The Tadoba Andhari Tiger Reserve is located approximately 30 km north of Chandrapur near the Erai dam. This park was included in the project tiger since 1973. The total area of the reserve is 625.40 km^{2}. In 2014 the tiger population in Tadoba was 66, that number has gone up to 86. Tadoba is now a home to 86 Tigers despite years of lynching, poaching & other threats. There are many hotels and resorts near Moharli gate, Zari gate and Navegaon gate of the reserve, available for the tourists. The guided tours inside the park are available during early morning and evening time only.

==Notable people==

- Karmavir Dadasaheb Kannamwar, second Chief Minister of Maharashtra.

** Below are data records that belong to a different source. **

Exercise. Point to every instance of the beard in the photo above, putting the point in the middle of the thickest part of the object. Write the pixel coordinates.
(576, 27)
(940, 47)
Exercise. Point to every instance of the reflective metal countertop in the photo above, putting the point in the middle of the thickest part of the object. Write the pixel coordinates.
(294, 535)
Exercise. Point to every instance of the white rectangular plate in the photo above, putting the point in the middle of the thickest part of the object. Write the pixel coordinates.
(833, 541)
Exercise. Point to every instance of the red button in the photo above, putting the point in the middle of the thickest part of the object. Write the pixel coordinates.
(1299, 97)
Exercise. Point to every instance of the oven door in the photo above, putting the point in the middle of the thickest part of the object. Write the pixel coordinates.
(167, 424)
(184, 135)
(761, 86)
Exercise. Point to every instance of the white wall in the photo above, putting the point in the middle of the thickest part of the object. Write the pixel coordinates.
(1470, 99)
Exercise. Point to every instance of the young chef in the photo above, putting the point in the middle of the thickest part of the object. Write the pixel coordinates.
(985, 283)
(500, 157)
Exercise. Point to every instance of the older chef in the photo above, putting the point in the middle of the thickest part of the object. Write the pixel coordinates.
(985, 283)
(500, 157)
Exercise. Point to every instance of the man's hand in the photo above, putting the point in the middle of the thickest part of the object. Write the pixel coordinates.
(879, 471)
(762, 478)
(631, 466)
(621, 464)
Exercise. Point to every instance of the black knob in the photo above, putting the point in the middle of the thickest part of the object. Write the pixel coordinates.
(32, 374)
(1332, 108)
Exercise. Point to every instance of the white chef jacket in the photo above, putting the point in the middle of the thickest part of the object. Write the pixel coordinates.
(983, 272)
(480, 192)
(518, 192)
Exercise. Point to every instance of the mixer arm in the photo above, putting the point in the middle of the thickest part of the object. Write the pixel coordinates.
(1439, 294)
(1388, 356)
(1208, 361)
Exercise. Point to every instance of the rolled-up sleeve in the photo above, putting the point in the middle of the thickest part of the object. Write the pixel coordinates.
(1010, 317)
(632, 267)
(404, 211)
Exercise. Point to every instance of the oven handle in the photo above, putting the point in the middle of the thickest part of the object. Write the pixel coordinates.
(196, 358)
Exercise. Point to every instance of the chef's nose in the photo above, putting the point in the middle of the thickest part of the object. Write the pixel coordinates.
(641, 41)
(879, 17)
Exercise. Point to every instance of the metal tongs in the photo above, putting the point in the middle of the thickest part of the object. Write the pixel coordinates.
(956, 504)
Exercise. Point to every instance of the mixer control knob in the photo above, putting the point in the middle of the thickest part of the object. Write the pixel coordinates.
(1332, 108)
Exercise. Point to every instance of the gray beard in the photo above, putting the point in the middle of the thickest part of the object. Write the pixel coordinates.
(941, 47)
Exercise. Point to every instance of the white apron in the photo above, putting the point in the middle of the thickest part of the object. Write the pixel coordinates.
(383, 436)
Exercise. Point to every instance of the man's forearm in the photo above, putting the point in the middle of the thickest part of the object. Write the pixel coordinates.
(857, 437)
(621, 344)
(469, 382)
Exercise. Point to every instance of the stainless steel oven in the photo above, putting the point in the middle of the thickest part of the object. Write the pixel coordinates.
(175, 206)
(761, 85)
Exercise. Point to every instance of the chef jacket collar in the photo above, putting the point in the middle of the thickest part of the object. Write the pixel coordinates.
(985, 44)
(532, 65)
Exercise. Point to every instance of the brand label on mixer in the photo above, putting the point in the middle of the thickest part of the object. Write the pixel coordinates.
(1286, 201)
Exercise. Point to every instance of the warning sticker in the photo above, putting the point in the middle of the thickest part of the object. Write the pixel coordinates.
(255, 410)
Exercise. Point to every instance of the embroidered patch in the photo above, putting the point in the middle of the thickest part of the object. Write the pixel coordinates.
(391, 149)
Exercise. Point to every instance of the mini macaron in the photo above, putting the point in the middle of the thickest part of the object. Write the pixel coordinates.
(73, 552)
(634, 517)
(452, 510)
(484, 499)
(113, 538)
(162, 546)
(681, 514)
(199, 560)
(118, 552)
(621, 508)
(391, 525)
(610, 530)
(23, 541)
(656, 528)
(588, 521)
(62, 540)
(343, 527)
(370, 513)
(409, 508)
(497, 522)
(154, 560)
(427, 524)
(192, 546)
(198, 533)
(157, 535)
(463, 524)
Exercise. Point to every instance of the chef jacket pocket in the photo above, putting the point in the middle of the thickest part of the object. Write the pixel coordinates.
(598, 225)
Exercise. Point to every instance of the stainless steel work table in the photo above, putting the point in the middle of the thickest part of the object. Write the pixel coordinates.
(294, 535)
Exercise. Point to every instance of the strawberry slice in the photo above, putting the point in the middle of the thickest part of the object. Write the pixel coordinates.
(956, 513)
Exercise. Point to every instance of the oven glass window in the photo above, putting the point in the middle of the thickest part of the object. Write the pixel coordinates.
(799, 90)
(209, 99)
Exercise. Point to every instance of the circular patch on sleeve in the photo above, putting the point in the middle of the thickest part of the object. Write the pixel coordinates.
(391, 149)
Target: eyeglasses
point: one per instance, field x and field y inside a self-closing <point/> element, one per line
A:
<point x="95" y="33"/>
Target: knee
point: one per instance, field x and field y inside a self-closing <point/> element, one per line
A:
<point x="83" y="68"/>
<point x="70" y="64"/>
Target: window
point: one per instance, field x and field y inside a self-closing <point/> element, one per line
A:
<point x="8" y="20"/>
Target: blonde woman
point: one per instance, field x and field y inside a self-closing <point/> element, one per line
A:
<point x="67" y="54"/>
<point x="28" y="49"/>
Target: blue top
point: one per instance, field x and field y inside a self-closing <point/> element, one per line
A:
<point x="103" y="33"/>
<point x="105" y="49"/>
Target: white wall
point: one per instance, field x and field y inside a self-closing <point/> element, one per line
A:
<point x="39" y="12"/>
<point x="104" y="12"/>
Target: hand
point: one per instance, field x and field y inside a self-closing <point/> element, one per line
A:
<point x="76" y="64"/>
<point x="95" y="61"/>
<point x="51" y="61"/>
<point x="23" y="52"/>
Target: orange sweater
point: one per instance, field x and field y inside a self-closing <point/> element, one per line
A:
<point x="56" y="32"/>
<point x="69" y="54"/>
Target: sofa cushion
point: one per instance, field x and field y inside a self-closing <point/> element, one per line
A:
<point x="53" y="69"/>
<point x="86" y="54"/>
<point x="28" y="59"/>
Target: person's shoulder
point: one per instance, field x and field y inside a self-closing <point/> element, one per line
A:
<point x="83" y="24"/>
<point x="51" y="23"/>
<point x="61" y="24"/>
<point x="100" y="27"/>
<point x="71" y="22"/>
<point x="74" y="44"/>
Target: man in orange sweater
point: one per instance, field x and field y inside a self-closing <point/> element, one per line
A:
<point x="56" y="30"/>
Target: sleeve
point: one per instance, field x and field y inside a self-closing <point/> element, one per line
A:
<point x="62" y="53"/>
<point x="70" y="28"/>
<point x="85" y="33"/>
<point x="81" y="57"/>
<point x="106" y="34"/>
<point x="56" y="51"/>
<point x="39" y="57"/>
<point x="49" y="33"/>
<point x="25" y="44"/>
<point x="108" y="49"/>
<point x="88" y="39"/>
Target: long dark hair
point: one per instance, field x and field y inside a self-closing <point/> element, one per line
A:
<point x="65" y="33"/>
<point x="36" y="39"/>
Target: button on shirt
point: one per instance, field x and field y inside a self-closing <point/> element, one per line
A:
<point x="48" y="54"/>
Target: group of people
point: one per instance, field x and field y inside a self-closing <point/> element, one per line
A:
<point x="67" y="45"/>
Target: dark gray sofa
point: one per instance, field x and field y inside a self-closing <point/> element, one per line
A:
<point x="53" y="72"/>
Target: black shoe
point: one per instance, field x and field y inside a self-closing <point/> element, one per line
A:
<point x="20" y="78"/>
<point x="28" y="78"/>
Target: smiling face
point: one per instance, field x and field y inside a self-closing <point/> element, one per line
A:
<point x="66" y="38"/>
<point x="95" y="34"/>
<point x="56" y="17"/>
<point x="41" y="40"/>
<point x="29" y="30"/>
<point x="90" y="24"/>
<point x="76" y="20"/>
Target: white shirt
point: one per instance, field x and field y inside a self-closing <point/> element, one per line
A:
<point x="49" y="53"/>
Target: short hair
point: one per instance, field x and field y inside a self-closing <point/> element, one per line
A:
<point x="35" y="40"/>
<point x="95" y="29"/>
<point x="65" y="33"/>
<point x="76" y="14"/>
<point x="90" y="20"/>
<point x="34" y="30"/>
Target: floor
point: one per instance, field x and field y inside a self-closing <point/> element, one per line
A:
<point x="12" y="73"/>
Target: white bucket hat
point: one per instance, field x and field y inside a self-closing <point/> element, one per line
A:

- Balasaheb Deshmukh, a follower of Bal Gangadhar Tilak. It was due to his efforts that Tilak visited Chandrapur and laid the foundation of Lokmanya Tilak Vidyalaya.
- Mohan Bhagwat, chief of the Rashtriya Swayamsevak Sangh.
- Hansraj Ahir, former Deputy Home Minister of India (MOS Home affairs) and also Union minister of Chemical and Fetilizers (MOS) Govt. of India.
- Shantaram Potdukhe, former Minister of Finance (MoS) of India.
- Baba Amte, Social Worker
- Barrister Rajabhau Khobragade, Deputy Chairman of Rajya Sabha, leader of the Republican Party of India (Khobragade) and follower of B. R. Ambedkar.
- Abdul Shafee, a politician of the Indian National Congress Party, MLC, 5th Loksabha.
- Sudhir Mungantiwar, former Minister of Finance & Planning and Forests Govt. of Maharastra, former Guardian Minister of Wardha and Chandrapur.
- Swagat Thorat, a wildlife photographer, playwright, painter, editor, and director. Known as the Braille Man of India.